The order in question is an appealable order and it is the bounden duty of the assessing authority to give reasons why a fourfold enhancement is made in the assessment of building tax on the petitioner's buildings. There is also nothing on record to indicate on what basis the annual value was fixed. Even the counter affidavit filed by the respondent does not disclose the basis on which the annual value is fixed for the enhancement of building tax from Rs. 16.20 to Rs, 64.80 for each of the four buildings, nor does it show the prior annual value or the annual value on the date of revision. 9. The decision by a quasi judicial authority without giving any reason in support of the same is one in violation of the principles of natural justice.
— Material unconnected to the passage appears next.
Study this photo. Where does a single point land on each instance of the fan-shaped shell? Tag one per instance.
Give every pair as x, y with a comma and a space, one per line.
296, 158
The contention urged by the learned counsel for the respondent that for the reason of an alternative remedy of appeal this court will not exercise its discretion under Art.226 of the Constitution in favour of the petitioner cannot be accepted as it is well settled that an alternative remedy is not a bar against the issue of a writ to quash an order passed in violation of the principles of natural justice. The result is I quash Ext. R1(d) order of the respondent-Executive Officer and the bill Ext.P3 issued on that basis. This does not preclude the respondent from determining the annual value and the tax due thereon afresh and in accordance with law. The Original Petition is allowed with costs.